Ce livre a été écrit directement en italien par cette auteur dont le parler maternel est le bengalis et qui s'est toujours exprimée en anglais. C'est l'évocation d'un parcours et d'une découverte de cette langue et de cette culture, à la fois puissants et fluides, parce que la motivation de tout cela est avant tout le désir, une sorte de besoin de s'exprimer et de penser autrement. D'emblée elle compare l'étude de l'italien à un bain dans l'eau d'un lac, à la fois un plaisir et un exercice d'apprentissage, une véritable métaphore assurément. Elle relate sa première rencontre avec cette langue, à Florence, un parler que certes elle ignorait où tout pour elle était à découvrir mais qui lui était quand même familier à cause sans doute de sa musicalité, du côté théâtral de cette ville et de ses habitants. Elle ressentait pour elle comme un lien affectif, un véritable coup de foudre. Pour autant les difficultés n'ont pas manqué de se révéler parce que rien n'est facile, il reste toujours des automatismes, mais l'attirance pour le pays et pour la langue a été la plus forte et ce furent d’autres voyages, une étude plus poussée chez elle à New-York puis une installation à Rome avec sa famille, malgré les difficultés de l'expatriation et bien sûr l'usage du langage. C'est presque naturellement qu'elle fit aussi la démarche d'écriture parce que sa qualité d'écrivain ne pouvait pas ne pas s'adapter à cette nouvelle manière de s'exprimer. De plus le fait d'écrire et plus spécialement en italien, est pour elle une sorte de révélateur, un peu comme si elle avait ainsi trouvé sa véritable identité, elle qui appartenait certes à deux cultures mais n'en avait peut-être aucune complètement. Suivent des remarques passionnantes sur l'écriture en général et plus spécialement sur la démarche qui a été la sienne, pas toujours reçues comme telles cependant.

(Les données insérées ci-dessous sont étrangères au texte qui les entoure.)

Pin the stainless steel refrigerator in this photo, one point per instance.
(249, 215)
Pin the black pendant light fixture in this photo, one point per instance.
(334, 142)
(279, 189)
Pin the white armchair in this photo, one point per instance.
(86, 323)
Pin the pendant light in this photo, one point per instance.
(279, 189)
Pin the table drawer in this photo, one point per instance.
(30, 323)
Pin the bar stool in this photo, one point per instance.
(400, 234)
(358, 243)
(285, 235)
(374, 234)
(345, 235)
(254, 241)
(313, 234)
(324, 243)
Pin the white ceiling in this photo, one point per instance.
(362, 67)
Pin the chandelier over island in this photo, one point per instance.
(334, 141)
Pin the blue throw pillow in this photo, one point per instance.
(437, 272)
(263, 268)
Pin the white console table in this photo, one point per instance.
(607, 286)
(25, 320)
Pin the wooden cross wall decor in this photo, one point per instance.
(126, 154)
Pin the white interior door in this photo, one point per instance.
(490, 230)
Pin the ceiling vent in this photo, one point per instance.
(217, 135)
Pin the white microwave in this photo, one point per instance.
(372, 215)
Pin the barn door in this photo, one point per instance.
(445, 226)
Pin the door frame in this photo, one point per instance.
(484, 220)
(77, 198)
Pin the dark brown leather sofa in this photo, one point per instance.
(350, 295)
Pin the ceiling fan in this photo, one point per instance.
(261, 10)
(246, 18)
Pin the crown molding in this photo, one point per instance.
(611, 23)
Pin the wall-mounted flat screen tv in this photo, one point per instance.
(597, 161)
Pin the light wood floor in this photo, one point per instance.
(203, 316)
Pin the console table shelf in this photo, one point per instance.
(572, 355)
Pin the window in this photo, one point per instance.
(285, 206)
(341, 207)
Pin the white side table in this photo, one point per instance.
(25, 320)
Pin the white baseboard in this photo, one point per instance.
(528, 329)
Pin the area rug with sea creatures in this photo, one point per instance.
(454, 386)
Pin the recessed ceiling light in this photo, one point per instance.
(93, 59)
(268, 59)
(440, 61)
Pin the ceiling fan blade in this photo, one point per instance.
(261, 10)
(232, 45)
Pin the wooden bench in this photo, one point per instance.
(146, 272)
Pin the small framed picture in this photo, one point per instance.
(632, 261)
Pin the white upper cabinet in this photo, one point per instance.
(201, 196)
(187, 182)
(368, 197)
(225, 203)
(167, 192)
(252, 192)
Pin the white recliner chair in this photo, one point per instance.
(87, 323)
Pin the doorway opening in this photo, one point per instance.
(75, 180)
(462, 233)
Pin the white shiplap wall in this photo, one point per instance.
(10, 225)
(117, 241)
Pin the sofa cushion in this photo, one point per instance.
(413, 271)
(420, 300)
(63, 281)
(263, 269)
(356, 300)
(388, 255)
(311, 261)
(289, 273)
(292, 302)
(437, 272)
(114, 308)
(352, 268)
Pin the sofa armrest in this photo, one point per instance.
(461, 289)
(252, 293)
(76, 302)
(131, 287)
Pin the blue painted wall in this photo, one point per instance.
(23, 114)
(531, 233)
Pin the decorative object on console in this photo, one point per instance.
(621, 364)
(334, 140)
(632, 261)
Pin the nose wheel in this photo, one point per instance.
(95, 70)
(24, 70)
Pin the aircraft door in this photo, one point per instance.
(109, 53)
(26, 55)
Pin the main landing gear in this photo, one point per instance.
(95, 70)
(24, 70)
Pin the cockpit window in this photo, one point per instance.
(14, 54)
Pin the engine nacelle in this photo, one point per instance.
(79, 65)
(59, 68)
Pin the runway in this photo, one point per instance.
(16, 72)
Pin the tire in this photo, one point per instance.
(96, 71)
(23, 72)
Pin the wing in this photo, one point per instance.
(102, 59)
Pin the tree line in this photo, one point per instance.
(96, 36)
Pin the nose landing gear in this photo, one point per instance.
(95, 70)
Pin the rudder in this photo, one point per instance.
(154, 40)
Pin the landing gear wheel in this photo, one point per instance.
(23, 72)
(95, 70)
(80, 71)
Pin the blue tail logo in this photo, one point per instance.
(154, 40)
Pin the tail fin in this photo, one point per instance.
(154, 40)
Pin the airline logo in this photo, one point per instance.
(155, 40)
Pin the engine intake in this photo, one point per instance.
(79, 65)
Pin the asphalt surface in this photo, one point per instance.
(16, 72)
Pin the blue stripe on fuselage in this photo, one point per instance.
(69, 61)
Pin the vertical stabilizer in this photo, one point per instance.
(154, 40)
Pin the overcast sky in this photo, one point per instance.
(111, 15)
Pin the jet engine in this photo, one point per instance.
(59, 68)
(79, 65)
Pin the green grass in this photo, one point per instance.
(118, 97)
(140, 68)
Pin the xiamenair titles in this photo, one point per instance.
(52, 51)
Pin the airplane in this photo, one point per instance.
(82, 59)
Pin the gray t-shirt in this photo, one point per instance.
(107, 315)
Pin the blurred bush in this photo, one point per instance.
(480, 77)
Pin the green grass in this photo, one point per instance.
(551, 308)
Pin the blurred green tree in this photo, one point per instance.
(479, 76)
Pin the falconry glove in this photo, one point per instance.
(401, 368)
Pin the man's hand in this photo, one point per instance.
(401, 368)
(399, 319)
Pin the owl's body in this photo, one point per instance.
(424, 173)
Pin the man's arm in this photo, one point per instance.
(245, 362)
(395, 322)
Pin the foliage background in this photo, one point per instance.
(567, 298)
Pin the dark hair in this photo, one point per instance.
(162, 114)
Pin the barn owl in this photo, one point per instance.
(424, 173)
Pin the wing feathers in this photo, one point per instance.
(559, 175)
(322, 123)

On peut traduire ce titre par « en d'autres termes » ou par « avec d'autres mots », une manière d'exprimer différemment une démarche qui non seulement est originale mais aussi qui procède d'un certain mystère, un peu comme si, à l'aide d'une sorte de mémoire héréditaire, c'est à dire étrangère à la sienne propre, et malgré les difficultés de toutes sortes, les doutes, la facilité apparente, la parenté avec le latin que, plus jeune elle pratiquait, elle remettait, avec beaucoup d'humilité, ses pas dans une dimension déjà connue, dans une sorte de vie antérieure...Elle confie au lecteur les divers obstacles qu'elle a rencontrés, les méthodes empiriques et pragmatiques qu'elle a adoptées pour en triompher.
Cette démarche ne pouvait me laisser indifférent parce que, toutes choses égales par ailleurs, j'ai toujours, moi aussi ressenti une attirance irraisonnée pour l'italien, rencontré pourtant bien tard dans ma vie et donc avec davantage de difficultés, notamment de mémorisation. Je ne saurais dire pourquoi mais cette langue m'a toujours fasciné, même si je ne la comprenais pas. Et puis,il y a tellement d'Italiens qui parlent le français et peu de Français qui font l'effort de parler cette langue pourtant cousine que cela me paraissait une évidence que d'aller en ce sens. J'aime cette façon de s'exprimer, à la fois mélodieuse et légère que j'ai retrouvée avec plaisir dans les mots de Jhumpa, lus à haute voix comme il convient pour en apprécier la musique. Cela a été pour moi l'occasion de me remettre en question, d'y puiser peut-être des encouragements et de penser que, peut-être un jour, je serai capable, moi aussi, de rédiger cette chronique dans cette langue… Oui je sais, je rêve !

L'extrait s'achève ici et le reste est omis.